Most office workers, especially those in the knowledge industry, feel overwhelmed by the sheer number of communication services we use, including email, instant messaging, social media, and project management software. And as soon as we stand up from our desks, that tangle of communications transfers to our mobile devices. But the modern technology worker has it even worse—many of those communications aren’t even from humans, and those often require quick response.

“You get live alerts from application performance-monitoring software, crash reports from mobile apps, alerts from continuous integration testing tools, all that kind of stuff—on top of feedback coming in in real time via Twitter and customer-feedback forms, along with competitor information,” Butterfield says. “There’s just a huge volume of data.”

In Slack, one of these automated alerts—a customer support ticket from ZenDesk, for example, or a request for help via Twitter—could show up in team’s group chat. That way, it’s right there for people to discuss and respond to quickly where they’re already working and talking.

By way of example, Butterfield said that there are about 2,000 messages a day written by humans in Slack at his company. Another 6,000 more are generated automatically by machines. With such a high volume of information, having it all in one place, ordered, highly searchable, and with human chat layered on top helps make a fragmented and overwhelming amount of communication easier to deal with.

And it’s not just for tech companies. The platform is also popular in newsrooms for many of the reasons developers like it—for helping organize long lists of links, interesting tweets, headlines, and the updates that are part of digital journalism. (Quartz’s staff uses it.)

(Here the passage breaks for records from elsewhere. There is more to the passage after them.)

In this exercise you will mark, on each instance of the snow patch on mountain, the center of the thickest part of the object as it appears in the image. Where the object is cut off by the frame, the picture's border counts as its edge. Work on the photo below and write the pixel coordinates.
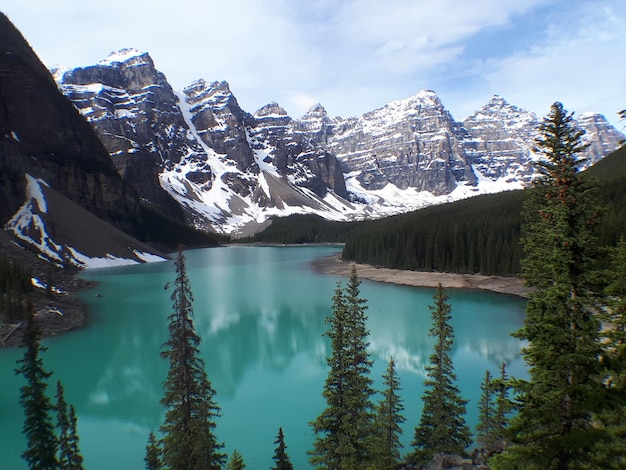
(29, 225)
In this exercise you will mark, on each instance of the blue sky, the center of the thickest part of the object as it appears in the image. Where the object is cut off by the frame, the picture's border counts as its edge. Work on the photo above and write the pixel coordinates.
(353, 56)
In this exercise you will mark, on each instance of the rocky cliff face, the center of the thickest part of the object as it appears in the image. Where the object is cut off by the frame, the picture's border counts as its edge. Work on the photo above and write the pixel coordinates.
(411, 143)
(231, 170)
(57, 180)
(118, 97)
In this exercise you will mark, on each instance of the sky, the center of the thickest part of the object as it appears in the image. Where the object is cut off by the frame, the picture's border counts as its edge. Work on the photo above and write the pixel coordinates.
(354, 56)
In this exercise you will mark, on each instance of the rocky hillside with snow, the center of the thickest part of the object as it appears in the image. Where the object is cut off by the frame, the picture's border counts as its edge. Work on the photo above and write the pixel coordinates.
(231, 171)
(61, 196)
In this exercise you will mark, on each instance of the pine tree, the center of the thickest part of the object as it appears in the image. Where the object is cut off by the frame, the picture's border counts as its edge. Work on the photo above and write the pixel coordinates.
(442, 427)
(554, 425)
(344, 429)
(70, 457)
(236, 461)
(485, 429)
(281, 458)
(41, 440)
(388, 420)
(503, 408)
(188, 441)
(613, 454)
(154, 454)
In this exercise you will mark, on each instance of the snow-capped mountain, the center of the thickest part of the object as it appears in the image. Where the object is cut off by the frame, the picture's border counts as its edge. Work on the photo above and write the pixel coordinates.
(231, 170)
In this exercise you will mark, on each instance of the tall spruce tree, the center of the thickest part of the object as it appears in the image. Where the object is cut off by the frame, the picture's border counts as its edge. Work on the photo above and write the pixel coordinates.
(188, 441)
(554, 425)
(41, 440)
(613, 453)
(69, 455)
(344, 430)
(236, 461)
(154, 454)
(281, 458)
(442, 427)
(485, 428)
(388, 420)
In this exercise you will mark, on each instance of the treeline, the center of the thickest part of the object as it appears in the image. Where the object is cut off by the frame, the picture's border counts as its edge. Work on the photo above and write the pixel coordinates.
(480, 234)
(300, 229)
(477, 235)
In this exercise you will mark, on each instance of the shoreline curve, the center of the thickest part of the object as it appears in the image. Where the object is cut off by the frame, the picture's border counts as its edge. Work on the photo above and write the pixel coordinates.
(334, 265)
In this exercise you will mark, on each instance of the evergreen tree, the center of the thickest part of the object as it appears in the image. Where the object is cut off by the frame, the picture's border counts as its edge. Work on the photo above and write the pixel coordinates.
(70, 457)
(485, 429)
(154, 454)
(613, 454)
(442, 427)
(236, 461)
(188, 442)
(281, 458)
(503, 407)
(388, 420)
(554, 425)
(41, 440)
(344, 430)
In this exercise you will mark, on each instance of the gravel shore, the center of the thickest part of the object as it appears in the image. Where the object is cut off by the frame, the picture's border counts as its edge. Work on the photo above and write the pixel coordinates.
(506, 285)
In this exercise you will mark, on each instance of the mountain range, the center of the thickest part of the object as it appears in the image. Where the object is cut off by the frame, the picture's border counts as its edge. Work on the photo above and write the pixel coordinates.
(231, 171)
(115, 142)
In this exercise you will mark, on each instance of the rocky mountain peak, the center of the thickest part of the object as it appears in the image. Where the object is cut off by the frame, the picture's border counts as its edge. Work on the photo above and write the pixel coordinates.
(128, 56)
(270, 110)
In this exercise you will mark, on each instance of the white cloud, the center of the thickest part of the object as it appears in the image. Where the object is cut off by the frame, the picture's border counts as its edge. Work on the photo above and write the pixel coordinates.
(355, 55)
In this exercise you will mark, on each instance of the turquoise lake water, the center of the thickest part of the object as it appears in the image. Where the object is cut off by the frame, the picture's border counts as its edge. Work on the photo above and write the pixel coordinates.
(260, 312)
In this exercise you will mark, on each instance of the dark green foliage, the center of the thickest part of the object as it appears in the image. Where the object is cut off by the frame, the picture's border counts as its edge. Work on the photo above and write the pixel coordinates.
(477, 235)
(297, 229)
(281, 458)
(188, 439)
(154, 453)
(486, 413)
(69, 452)
(41, 442)
(344, 430)
(236, 461)
(611, 173)
(388, 420)
(493, 410)
(613, 454)
(554, 426)
(159, 229)
(15, 284)
(442, 427)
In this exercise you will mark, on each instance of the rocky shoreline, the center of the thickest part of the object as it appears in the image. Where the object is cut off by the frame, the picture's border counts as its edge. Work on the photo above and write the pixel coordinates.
(505, 285)
(57, 312)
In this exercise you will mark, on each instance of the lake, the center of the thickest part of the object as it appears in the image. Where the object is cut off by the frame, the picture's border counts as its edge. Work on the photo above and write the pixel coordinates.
(260, 312)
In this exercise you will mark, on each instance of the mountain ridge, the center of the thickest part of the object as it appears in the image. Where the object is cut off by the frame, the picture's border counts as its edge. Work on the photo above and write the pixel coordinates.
(404, 155)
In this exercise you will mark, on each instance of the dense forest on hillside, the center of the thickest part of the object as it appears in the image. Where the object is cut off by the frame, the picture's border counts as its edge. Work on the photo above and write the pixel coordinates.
(475, 235)
(309, 228)
(480, 234)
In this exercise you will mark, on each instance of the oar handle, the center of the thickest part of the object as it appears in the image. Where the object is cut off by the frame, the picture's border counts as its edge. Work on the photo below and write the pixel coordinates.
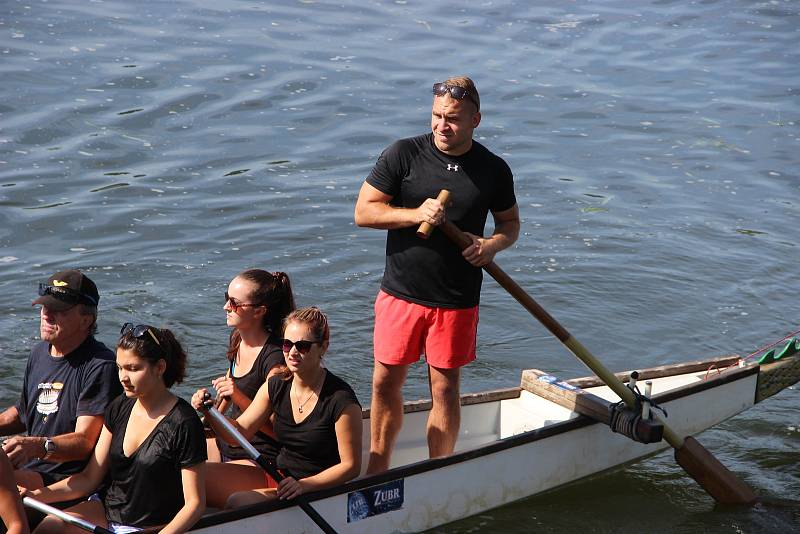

Slack is certainly having its moment, and many will initially jump on the service because they’ve heard about a friend or competitor using it. What remains to be seen is whether this application will become a permanent part of offices’ communications infrastructure, instead of a brief experiment.

And while Slack seems to be gaining ground in the small companies or teams within companies that are using it, it remains to be seen whether the system can scale up for a company with hundreds or thousands of employees. To do that, it will probably need to develop new capabilities to communicate across teams, as well as enhanced security.